The commissioners spoke at the June 16 L.P.C. meeting that followed the week after Dan Kaplan, of F.X. Fowle Architects, presented the latest scaled-own version of the residential complex that the Rudin Organization hopes will replace the current hospital.
Robert Tierney, L.P.C. chairperson, said the large and complicated project has come a long way since it was introduced more than a year ago. He added that by the adaptive reuse of four of the hospital’s eight existing buildings, the project “adheres to the fundamental principles of preservation.”
Tierney indicated that the commission would meet to vote final approval of the project early in July.
The newest version, presented on June 9, reduced the height of the proposed Seventh Ave. building to 218 feet, from the previous height of 233 feet, which itself was a reduction from the 265-foot building originally proposed.
But although several commissioners said this Tuesday that they were comfortable with the new height, others hoped for a still-lower Seventh Ave. building — “by another floor,” one L.P.C. member said. Commissioner Pablo Vengoechea, who called for a lower Seventh Ave. building, urged that a further reduction not be conditioned on added height on other buildings.
Commissioners also suggested that the proposed penthouse for mechanical systems on the north portion of the Seventh Ave. building was out of scale and should be reduced.
Several commissioners also found the mechanical penthouses on the preserved Smith Raskob and Nurses Residence buildings on W. 12th St. and on the preserved Spellman building on W. 11th St. were too large.

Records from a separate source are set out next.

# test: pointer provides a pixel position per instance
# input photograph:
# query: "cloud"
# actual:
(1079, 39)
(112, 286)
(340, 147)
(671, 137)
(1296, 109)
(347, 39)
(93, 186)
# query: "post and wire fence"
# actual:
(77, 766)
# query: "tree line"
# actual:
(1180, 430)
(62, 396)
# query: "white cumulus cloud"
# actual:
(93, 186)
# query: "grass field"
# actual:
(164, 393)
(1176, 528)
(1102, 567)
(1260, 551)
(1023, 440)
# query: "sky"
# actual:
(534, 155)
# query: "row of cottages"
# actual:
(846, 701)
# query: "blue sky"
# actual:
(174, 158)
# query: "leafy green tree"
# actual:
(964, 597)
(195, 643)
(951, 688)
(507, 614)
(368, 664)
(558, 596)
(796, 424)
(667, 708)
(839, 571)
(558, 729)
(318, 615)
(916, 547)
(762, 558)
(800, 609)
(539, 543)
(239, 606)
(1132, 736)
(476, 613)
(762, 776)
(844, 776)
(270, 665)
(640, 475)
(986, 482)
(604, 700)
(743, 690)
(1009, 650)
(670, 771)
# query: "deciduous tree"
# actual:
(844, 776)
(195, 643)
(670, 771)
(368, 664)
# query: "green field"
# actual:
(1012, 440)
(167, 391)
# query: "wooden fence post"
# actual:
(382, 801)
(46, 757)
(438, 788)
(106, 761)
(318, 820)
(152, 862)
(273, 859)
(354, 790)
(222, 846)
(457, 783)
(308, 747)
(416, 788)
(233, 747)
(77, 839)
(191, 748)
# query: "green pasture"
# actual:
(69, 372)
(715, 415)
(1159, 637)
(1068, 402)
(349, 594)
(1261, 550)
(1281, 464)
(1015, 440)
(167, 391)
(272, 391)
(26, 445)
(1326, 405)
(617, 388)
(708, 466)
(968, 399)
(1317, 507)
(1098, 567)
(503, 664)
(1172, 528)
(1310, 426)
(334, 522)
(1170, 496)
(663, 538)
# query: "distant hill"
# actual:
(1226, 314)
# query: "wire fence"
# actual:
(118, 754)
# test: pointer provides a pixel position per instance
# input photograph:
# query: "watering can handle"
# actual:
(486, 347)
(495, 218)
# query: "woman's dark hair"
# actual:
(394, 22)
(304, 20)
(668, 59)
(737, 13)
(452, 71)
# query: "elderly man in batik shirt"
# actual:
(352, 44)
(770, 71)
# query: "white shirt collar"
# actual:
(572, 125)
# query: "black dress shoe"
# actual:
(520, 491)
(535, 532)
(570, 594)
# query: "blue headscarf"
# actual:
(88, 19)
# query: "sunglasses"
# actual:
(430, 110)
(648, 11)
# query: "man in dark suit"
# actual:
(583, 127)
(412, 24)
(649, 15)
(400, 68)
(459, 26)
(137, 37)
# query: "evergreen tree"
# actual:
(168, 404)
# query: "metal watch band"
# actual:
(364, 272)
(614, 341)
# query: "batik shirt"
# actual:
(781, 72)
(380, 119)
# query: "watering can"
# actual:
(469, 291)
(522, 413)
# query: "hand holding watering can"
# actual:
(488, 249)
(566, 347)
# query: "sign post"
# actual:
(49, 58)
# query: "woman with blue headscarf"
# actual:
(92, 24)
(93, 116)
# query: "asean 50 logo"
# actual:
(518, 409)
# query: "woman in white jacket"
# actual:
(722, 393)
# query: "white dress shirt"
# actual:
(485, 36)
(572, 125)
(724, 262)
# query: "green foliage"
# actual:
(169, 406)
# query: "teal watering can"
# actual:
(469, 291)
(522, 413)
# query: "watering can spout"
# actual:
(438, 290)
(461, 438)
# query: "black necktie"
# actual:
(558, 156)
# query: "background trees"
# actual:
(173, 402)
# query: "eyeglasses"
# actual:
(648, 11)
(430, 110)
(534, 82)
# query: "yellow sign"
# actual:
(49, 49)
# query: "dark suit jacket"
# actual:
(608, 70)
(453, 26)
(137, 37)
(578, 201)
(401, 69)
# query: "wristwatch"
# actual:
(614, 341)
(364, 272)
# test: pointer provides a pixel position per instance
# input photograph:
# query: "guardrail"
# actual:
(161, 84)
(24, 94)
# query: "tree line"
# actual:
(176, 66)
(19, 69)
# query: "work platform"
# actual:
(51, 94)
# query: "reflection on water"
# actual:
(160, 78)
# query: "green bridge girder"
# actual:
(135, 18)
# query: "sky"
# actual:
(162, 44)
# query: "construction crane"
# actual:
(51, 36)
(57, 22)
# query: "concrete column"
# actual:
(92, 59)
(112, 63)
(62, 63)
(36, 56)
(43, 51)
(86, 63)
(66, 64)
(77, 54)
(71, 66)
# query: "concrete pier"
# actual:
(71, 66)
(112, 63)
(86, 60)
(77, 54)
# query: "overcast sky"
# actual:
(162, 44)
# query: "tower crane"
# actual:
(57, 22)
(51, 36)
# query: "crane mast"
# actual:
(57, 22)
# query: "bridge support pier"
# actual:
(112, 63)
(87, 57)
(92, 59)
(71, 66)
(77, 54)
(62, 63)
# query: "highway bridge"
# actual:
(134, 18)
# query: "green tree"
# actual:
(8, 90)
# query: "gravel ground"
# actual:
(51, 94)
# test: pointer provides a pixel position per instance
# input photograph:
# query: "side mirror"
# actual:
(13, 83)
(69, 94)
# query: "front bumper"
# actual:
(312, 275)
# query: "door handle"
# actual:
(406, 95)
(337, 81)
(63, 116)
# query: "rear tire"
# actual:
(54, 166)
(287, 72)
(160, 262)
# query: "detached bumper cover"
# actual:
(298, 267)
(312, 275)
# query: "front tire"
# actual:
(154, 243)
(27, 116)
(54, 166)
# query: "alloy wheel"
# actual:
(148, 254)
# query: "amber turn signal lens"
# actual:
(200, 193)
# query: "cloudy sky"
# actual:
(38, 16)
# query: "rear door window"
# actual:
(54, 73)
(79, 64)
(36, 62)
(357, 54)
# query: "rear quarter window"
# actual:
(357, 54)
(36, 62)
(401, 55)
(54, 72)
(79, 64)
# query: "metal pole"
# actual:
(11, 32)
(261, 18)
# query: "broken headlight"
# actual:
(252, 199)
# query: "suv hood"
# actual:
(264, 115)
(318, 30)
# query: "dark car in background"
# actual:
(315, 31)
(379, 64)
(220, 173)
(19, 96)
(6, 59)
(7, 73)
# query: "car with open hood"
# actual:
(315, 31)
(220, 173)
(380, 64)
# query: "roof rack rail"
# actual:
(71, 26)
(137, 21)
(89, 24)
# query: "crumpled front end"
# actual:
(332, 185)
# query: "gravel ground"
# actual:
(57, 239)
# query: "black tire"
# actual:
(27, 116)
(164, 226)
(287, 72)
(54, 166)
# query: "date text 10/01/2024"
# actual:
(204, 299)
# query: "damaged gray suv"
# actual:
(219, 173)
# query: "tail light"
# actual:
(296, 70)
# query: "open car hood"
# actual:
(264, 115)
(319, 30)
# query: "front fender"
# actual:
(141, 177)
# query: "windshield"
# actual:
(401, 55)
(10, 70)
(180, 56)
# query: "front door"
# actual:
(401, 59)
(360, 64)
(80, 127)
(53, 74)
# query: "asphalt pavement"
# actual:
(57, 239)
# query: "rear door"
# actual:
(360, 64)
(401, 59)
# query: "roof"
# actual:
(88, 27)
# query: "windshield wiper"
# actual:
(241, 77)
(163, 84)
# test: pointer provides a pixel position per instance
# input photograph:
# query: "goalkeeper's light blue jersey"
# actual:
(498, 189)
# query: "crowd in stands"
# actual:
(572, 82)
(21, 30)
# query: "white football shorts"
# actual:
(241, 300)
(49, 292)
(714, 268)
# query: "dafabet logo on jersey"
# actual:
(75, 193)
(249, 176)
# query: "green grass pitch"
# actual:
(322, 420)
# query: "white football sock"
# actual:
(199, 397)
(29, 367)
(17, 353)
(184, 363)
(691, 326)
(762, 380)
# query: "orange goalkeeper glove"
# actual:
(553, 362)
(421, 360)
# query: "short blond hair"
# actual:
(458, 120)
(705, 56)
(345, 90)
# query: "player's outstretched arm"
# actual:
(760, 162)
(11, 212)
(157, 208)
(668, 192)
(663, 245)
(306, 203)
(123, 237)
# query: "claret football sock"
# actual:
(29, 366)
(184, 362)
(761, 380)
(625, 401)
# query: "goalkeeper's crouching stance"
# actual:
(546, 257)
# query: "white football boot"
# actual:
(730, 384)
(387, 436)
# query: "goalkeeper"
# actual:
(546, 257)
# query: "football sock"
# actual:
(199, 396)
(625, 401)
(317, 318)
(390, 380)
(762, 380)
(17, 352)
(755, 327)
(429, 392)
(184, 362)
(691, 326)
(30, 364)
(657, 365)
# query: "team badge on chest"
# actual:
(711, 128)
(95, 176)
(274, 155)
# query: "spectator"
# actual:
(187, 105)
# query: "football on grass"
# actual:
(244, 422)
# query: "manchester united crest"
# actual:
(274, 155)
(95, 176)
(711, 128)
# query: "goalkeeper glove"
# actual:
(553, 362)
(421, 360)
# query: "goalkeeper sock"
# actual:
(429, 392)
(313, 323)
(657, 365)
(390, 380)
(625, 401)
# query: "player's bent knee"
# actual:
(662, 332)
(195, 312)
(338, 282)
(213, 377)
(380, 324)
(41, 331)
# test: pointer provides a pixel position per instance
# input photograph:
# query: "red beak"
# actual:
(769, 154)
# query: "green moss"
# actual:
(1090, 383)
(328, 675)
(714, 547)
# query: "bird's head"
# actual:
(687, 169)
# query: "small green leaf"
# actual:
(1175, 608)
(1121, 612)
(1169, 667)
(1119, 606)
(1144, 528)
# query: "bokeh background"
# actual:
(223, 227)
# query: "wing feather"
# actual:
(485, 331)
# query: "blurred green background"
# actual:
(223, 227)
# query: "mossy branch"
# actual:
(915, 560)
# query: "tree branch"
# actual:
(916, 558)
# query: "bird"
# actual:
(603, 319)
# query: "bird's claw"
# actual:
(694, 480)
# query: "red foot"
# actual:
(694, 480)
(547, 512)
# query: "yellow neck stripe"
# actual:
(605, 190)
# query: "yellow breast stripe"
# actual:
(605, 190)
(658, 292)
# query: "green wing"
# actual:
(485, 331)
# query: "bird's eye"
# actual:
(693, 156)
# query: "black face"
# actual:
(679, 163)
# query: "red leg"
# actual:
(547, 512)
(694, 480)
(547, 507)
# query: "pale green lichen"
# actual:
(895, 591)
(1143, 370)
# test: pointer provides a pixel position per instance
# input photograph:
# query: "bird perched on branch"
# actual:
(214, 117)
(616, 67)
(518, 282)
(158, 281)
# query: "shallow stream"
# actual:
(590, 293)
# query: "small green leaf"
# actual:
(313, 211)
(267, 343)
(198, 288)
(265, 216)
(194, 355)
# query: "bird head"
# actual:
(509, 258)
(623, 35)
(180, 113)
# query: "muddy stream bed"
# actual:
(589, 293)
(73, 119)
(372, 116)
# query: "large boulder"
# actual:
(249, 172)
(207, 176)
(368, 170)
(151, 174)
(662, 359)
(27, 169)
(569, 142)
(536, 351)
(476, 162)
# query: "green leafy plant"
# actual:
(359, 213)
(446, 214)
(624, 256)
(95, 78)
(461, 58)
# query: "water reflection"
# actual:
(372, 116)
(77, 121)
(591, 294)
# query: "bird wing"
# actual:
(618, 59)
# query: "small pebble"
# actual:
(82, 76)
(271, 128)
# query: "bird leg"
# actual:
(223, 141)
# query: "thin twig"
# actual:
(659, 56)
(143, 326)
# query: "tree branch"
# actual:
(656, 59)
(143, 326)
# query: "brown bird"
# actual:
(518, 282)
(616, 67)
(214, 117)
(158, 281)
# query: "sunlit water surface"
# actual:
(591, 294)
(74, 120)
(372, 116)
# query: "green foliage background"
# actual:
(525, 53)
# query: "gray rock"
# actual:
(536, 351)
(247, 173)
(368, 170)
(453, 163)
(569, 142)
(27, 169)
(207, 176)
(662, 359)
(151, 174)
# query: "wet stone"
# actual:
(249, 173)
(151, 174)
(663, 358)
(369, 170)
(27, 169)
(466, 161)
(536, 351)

Commissioner Margery Perlmutter, who has opposed both the 299-foot-tall new hospital building that L.P.C. approved last month for Seventh Ave.’s west side, as well as the residential side of the project, was out of town this week. Nevertheless, she commented last week that even the Seventh Ave. building’s new reduced height “was not justified.”
Commissioner Roberta Brandes Gratz declined on Tuesday to comment on the project.
“I’m so adamantly opposed to the whole project that I didn’t think I had anything else to say,” Gratz told The Villager after the meeting.
Because St. Vincent’s is in the Greenwich Village Historic District, L.P.C. is charged with reviewing whether any changes, demolition or new construction on the site is appropriate. Last month the commission approved the demolition of the hospital’s O’Toole building at 20 Seventh Ave. on the avenue’s west side to make way for the proposed new hospital building. The approval followed the commission’s granting of St. Vincent’s hardship application. However, a lawsuit filed by Protect the Village Historic District, a group of local residents, seeks to overturn the hardship application that allowed the demolition of O’Toole.
The residential side of the project calls for demolition of the hospital’s Coleman, Link and Cronin buildings, but adapts the Nurses Residence and the Smith, Raskob and Spellman buildings for residential use.